Knowledge System Architecture
Designing the full pipeline: sources, rules, retrieval, and output. Three architectures compared.
The three components
Every knowledge system has the same three parts, regardless of implementation.
Sources
The raw material. Documents, transcripts, code, articles. The ground truth you're building on. Usually immutable — you reference them, you don't change them.
Rules
How the system processes sources into output. Instructions, schemas, templates, constraints. This is what makes output consistent and reliable.
Output
The processed knowledge. Summaries, entities, synthesis, answers. This is what humans or other systems consume. It persists and compounds over time.
Three architectures
Same three components, different implementations. Each trades off control, effort, and scale.
File-based wiki
Human curates sources, writes rules in an instructions file, LLM produces structured output as files. Everything is readable, version-controllable, transparent.
Sources (immutable)
Transcripts, PDFs, research. Never modified. Referenced by output pages.
Rules
Schema, page types, frontmatter format, cross-referencing conventions, behavioral constraints.
Output
Source summaries, entity pages, concept pages, synthesis, index. Grows over time.
Processing: LLM follows rules to create/update output pages with citations and cross-references.
| Scale | Dozens to hundreds of sources |
| Effort | High — human triggers ingestion, curates quality |
| Transparency | Total — every link and citation is visible |
| Infrastructure | None — just files in a folder |
RAG (Retrieval-Augmented Generation)
Documents are embedded into a vector database. User queries trigger a similarity search, relevant chunks are injected into the LLM prompt, LLM generates an answer.
Sources
Same documents, but chunked and embedded as vectors. Stored in a vector database.
Retrieval
Query → embed → similarity search → top 5-10 chunks returned.
Rules (prompt)
System prompt tells LLM how to use retrieved chunks. Still needed.
Output
Generated answer. Often ephemeral (in a chat), not always persisted.
| Scale | Thousands to millions of documents |
| Effort | Low — embed and search, no curation |
| Transparency | Low — you see which chunks were retrieved, not why |
| Infrastructure | Vector database + embedding pipeline |
Hybrid: vector retrieval + structured output
Vector DB handles retrieval at scale. But output is structured wiki pages, not ephemeral chat. Best of both — automatic retrieval, persistent knowledge.
Sources
Embedded in vector DB for retrieval.
Vector retrieval
Finds relevant chunks from massive corpus.
Rules
Schema for structured output. Same as wiki approach.
Structured output
Wiki pages with citations. Compounds over time.
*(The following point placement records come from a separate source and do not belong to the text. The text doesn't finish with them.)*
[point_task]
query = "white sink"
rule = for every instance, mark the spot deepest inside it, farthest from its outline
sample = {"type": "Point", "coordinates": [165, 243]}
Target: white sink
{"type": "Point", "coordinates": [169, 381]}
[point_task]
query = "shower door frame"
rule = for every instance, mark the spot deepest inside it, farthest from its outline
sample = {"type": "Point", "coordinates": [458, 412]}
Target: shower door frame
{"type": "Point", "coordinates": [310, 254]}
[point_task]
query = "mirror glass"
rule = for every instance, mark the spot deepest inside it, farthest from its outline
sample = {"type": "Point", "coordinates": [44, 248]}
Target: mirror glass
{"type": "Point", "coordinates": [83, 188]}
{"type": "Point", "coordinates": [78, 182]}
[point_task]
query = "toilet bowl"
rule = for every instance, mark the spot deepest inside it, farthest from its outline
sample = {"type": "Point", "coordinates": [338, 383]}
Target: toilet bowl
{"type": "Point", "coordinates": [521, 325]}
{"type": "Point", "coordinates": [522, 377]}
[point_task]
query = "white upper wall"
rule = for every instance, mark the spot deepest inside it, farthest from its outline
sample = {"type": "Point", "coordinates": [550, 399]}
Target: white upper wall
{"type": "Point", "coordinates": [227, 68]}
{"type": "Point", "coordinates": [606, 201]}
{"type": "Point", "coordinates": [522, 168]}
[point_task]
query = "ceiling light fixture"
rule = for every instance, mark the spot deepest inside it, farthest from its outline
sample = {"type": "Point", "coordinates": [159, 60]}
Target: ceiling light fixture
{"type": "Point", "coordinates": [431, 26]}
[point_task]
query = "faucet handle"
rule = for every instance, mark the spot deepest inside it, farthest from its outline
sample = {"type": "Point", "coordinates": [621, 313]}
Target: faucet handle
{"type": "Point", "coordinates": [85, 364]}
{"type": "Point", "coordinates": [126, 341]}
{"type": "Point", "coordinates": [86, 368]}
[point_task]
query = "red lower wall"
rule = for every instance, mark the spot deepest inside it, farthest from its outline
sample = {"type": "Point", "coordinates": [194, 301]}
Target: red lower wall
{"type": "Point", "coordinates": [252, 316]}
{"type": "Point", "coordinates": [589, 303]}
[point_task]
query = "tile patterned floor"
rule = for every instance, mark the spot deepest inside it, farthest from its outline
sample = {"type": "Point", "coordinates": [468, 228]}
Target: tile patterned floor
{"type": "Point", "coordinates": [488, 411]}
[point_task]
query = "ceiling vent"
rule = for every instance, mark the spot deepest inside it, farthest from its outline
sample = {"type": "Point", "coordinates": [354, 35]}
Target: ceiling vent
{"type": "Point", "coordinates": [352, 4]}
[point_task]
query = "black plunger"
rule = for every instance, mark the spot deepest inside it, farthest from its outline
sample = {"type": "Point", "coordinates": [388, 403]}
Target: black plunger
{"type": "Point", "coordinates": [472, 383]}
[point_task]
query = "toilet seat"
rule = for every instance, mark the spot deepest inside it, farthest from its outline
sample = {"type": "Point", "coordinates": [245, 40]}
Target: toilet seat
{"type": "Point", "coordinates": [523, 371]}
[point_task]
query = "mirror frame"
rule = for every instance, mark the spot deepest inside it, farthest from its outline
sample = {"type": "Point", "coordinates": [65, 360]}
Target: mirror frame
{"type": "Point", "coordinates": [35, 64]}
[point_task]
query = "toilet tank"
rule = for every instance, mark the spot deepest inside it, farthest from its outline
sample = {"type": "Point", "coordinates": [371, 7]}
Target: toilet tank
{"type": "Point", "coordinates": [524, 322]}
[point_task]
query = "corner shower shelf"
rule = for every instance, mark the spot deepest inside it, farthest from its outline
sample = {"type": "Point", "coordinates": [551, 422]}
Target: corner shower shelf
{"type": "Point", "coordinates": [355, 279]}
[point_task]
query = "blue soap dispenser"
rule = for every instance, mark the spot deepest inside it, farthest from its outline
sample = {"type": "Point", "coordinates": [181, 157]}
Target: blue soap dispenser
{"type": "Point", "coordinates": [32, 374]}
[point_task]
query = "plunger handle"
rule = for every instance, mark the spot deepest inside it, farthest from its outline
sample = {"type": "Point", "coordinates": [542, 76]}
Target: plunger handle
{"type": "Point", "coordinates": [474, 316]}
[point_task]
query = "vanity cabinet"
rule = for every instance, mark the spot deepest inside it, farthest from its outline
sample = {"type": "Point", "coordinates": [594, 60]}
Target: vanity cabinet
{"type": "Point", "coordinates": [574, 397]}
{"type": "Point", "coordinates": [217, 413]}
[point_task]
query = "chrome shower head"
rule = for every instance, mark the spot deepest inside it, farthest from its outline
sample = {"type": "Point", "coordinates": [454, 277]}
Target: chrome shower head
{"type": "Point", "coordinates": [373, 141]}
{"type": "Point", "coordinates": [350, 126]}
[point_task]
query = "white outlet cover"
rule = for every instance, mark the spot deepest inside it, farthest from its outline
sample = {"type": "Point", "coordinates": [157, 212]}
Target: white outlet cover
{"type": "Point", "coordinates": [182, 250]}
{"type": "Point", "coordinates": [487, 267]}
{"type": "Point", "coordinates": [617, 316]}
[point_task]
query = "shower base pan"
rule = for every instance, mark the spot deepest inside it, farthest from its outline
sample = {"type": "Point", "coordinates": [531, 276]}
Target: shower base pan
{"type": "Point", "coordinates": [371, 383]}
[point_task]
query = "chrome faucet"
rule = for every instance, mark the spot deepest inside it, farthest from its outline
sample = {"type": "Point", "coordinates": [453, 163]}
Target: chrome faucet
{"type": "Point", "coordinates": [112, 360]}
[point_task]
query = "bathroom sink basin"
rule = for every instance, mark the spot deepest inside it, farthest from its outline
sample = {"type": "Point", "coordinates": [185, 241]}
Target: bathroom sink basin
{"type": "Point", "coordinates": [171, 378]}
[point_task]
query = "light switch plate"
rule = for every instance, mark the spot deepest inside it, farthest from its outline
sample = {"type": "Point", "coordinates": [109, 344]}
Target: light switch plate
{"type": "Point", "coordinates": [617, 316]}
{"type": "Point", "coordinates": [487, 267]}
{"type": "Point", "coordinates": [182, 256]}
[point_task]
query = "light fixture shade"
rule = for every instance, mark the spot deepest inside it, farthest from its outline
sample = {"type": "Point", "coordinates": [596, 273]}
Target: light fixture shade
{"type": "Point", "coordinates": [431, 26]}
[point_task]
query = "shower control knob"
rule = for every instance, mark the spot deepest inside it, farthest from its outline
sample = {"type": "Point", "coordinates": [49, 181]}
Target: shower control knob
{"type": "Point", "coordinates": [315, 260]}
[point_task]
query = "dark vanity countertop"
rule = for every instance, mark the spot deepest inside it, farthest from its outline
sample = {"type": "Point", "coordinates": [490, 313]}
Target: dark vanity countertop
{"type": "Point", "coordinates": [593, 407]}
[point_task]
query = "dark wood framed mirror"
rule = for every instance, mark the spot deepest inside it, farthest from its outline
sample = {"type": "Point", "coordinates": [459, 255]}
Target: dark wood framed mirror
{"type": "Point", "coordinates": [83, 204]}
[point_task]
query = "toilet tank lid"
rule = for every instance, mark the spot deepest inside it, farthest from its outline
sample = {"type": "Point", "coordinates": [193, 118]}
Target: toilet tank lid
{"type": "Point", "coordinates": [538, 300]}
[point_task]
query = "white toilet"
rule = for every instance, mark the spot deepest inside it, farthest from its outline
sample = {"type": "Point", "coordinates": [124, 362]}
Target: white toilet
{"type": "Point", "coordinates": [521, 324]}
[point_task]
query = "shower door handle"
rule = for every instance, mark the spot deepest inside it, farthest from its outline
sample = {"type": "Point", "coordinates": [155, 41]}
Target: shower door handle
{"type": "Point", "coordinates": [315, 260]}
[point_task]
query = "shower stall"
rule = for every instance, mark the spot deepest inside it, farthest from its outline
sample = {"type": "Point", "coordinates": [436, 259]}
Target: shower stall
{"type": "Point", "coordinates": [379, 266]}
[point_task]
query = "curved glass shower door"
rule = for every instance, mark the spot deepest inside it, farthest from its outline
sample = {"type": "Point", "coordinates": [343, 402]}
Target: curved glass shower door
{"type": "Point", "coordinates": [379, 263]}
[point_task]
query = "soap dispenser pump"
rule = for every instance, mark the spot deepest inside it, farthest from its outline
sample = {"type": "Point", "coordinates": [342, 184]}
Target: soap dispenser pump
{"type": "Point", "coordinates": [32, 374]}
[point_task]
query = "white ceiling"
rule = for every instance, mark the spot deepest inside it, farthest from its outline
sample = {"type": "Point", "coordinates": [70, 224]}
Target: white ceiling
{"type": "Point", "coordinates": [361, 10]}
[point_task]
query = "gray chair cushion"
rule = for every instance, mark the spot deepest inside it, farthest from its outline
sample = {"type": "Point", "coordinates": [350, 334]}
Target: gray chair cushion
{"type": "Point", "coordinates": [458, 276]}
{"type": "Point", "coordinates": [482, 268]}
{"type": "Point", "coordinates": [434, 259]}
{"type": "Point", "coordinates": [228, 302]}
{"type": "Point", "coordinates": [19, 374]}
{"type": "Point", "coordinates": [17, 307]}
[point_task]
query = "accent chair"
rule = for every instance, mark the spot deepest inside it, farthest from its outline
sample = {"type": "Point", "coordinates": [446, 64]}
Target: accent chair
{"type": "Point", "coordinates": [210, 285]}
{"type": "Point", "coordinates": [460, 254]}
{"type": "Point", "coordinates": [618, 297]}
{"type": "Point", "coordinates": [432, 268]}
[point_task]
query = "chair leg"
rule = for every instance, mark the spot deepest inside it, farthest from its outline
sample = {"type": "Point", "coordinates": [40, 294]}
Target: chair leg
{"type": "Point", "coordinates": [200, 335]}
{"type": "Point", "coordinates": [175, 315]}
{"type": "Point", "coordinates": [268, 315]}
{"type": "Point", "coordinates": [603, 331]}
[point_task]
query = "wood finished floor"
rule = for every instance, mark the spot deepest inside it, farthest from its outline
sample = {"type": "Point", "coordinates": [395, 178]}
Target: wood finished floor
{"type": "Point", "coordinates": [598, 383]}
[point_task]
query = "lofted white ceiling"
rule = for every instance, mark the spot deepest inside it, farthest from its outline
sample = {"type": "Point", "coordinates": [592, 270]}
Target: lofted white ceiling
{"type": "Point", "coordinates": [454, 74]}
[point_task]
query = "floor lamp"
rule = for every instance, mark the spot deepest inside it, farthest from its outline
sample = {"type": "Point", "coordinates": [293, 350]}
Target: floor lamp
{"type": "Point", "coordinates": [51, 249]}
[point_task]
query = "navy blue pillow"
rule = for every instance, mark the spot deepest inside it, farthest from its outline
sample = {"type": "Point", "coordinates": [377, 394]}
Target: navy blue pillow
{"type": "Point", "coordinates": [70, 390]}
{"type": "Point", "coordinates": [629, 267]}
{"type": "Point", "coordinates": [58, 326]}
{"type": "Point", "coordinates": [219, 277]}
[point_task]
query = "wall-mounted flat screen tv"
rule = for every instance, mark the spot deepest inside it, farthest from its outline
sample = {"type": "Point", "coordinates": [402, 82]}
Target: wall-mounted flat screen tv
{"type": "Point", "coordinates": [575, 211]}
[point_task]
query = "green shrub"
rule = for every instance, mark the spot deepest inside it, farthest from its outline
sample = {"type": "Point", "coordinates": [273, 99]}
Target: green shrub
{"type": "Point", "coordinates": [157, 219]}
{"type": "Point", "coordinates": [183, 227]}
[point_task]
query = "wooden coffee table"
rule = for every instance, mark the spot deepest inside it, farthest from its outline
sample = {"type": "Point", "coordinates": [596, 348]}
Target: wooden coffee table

| Scale | Thousands of sources, structured output |
| Effort | Medium — automated retrieval, curated output rules |
| Transparency | Medium — output is readable, retrieval is opaque |
| Infrastructure | Vector database + file system + rules |
The cost of each approach
Vector search is cheap math. LLM inference is expensive compute. The architecture determines how much inference you need.
| Step | What it does | Cost |
|---|---|---|
| Embedding a document | Convert text to vector (one-time per doc) | ~$0.0001 per page |
| Vector similarity search | Find nearest neighbors (just math) | Basically free |
| LLM reads 5 chunks | Process ~2K tokens of retrieved context | Small |
| LLM reads 100K docs | Process entire knowledge base | Huge (or impossible) |
| LLM writes a wiki page | Generate structured output with citations | Moderate |
What the rules file actually controls
The rules file (instructions, CLAUDE.md, system prompt) isn't just for writing. It's the operating system for the entire session.
Session starts — LLM reads the rules
Now it knows: folder structure, page types, frontmatter format, what's immutable, what to update. This loads before anything else.
Query — rules define how to search
"Read the index to find relevant pages." This is the retrieval step. The rules tell the LLM WHERE to look — which is the same job a vector DB does at larger scale.
Ingest — rules define how to write
"Create a source summary, use this frontmatter, link to entities, cite everything." Consistent structure every time.
Throughout — rules constrain behavior
"Never modify sources. Flag contradictions. Prefer updating to creating." Guardrails that prevent drift and hallucination.
Alternative retrieval: git diff as a search index
If your sources are in a git repository, you already have a retrieval mechanism — and it's more precise than vector search.
When code changes, you don't need a vector DB to figure out which documentation to update. The git diff tells you exactly what changed.
A commit lands
New code, changed API, updated schema.
Hook reads the diff
Which files changed? What was added, removed, modified?
LLM reads changed files + current docs
Targeted inference — only reads what's relevant.
LLM makes surgical doc updates
"The billing API added a new endpoint. Update the API section."